In the event, I never got beyond the first content slide. But not because I was thrown out. Rather, the rest of the session was spent discussing what appeared on that one slide. I never got close to what I thought was my “best” (i.e., least embarrassing) work. As my team manager told me afterwards, beaming, “That one slide justified having you on the project.”
So what had I done? Nothing really—from my perspective. My task was to find a way of analyzing how context influences data analysis and reasoning in highly complex domains involving military, political, and social contexts. The task seemed impossibly daunting (and still does). Nevertheless, I took the oh-so-obvious (to me) first step. “I need to write down as precise a mathematical definition as possible of what a context is,” I said to myself.

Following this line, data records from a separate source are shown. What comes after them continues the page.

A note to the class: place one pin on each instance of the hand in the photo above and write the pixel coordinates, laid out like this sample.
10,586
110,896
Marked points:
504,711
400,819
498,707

It took me a couple of days mulling it over in the back of my mind while doing other things, then maybe an hour or so of drafting a preliminary definition on paper. The result was a simple statement that easily fitted onto a single PowerPoint slide in a 28pt font. I can’t say I was totally satisfied with it, and would have been unable to defend it as “the right definition.” But it was the best I could do, and it did at least give me a firm base on which to start to develop some rudimentary mathematical ideas. (Think Euclid writing down definitions and axioms for what had hitherto been intuition-based geometry.)
The fairly large group of really smart academics, defense contractors, and senior DoD personnel in that meeting room spent my entire allotted time discussing that one definition. Not because they were trying to decide if that was the “right” definition, or the best one to work with. In fact, what the discussion brought out was that all the different experts had a different conception of what a context is, and how it can best be taken account of—a recipe for disaster in collaborative research if ever there was.
What I had given them was, first, I asked the question “What is a context?” Since each person in the room besides me had a good working concept of context—different ones, as I just noted—they never thought to write down a formal, mathematical definition. It was not part of what they did. And second, by presenting them with a mathematical (set-theoretical) definition, I gave them a common reference point from which they could compare and contrast their own notions. There we had the beginnings of disaster avoidance, and hence a step towards possible progress in the collaboration.
As a mathematician, I had done nothing special, nothing unusual. It was an obvious first step when someone versed in mathematical thinking approaches a new problem. Identify the key parameters and formulate formal definitions of them. But it was not at all an obvious thing for anyone else on the project. They each had their own “obvious things.” Some of them seemed really clever to me. Others seemed superficially very similar to mine, but on closer inspection they set about things in importantly different ways.
“Your work is not classified, so you are free to publish your results, if you wish,” the program director told me later, “but we’d prefer it if you did not make specific reference to this particular project.” “Don’t worry,” I replied, “I have not done anything that would be accepted for publication in a mathematics journal.” Which is absolutely the case. I had not done any mathematics in the familiar sense. I had not even taken some proven mathematical procedure and applied it. Rather, all I had done was think about a complex (and hugely important) problem in the way any experienced mathematician would. And that turned out to be enough.
Note: Some of the above is adapted from my Septemer 1, 2012 Devlin’s Angle post.